By Ian S. Port
By Tony Ware
By Emma Silvers
By Gary Moskowitz
By Alee Karim
By Ian S. Port
By Ian S. Port
By Derek Opperman
Greg Garing wears a lot of black -- black leather pants, black shoes, big black belts, long black coats. Occasionally he breaks up the moody tedium with a sassy splash of gun-barrel gray -- but never on Sunday. His hair is also black, long, stringy locks that have been strangled under globs of thick dye. Garing's face is thin and anemic, but not lacking in majesty.
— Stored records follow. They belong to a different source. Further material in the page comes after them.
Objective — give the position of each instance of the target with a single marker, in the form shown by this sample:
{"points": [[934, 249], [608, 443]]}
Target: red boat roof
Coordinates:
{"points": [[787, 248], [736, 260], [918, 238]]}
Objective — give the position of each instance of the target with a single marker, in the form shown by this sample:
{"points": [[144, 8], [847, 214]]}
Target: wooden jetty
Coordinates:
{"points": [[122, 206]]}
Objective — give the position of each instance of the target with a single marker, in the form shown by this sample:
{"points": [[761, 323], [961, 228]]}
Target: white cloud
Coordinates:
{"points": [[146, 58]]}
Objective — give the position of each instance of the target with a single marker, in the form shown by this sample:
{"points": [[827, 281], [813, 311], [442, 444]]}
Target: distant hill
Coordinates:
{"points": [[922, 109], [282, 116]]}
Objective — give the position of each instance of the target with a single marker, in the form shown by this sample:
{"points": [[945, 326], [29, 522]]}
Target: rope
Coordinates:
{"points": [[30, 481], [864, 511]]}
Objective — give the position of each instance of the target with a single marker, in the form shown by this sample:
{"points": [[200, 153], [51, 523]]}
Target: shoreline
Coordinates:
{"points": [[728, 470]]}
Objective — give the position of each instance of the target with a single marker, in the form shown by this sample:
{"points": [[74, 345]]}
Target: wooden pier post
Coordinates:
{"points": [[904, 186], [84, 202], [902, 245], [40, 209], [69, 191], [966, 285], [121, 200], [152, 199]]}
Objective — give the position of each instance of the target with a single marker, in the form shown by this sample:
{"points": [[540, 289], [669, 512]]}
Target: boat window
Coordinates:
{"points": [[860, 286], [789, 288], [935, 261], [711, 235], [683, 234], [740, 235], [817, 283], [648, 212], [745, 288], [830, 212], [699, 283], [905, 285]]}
He currently dwells within the cement thickets of New York City, in a loft, no doubt.
"She holds her head above/ The clouds and all she loves/ And walks as though she has nothing to hide/ But her face is stained with tears/ That time can never heal/ And her eyes are but illusions/ For she's almost dead inside, almost dead inside," sings Garing on Alone in his splendidly delicate, somewhat fatigued voice. Despite all this doom and gloom, he's not a goth; he is a country singer, an accomplished player of banjo, fiddle, and mandolin, and a man inspired by Hank Williams Sr. -- before 1994, he didn't even know who Blixa Bargeld and P.J. Harvey were.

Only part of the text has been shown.